People were supported to follow a balanced diet. Guidance from health professionals in relation to eating and drinking was followed. We saw that people chose their own meals and were involved in making them.

People were supported to make their own decisions. Staff and the registered manager had an understanding of the Mental Capacity Act 20015 and Deprivation of Liberty Safeguards. Staff told us that they sought people’s consent before providing support. People were supported to maintain their health and well-being. This included having access to healthcare services such as to their GP.

People were involved in decisions about their support. They told us that staff usually treated them with dignity and respect. We saw that people’s records were stored safely and staff spoke about people’s support requirements in private.

People were supported to develop skills to maintain their independence. Care plans contained information about people, their likes, dislikes and preferences.

People were sometimes not supported by staff who they knew well. They sometimes had to wait for staff to arrive and some people had experienced times when they did not receive support as staff had not arrived.

People and their relatives knew how to make a complaint. The complaints procedure was available, including in an easier to read format, so that people knew the procedure to follow should they have wanted to make a complaint.

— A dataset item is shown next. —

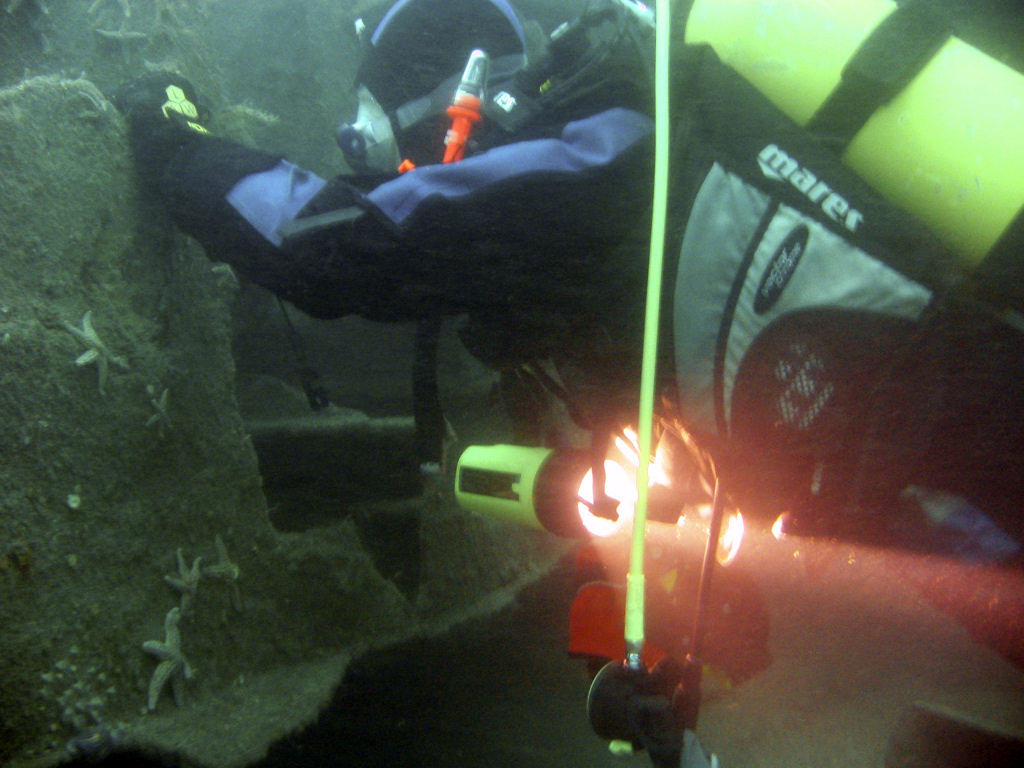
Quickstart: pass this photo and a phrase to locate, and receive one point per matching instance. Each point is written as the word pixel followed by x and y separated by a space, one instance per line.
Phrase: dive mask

However, some people felt that their complaints were not listened to.

People and staff felt the service was well managed. The service was led by a registered manager who understood their responsibilities under the Care Quality Commission (Registration) Regulations 2009. Staff felt supported by the registered manager.

People and their relatives had opportunities to give feedback about the quality of the service that they had received. Systems and processes were in place so that checks were carried out on the quality of the service that was delivered.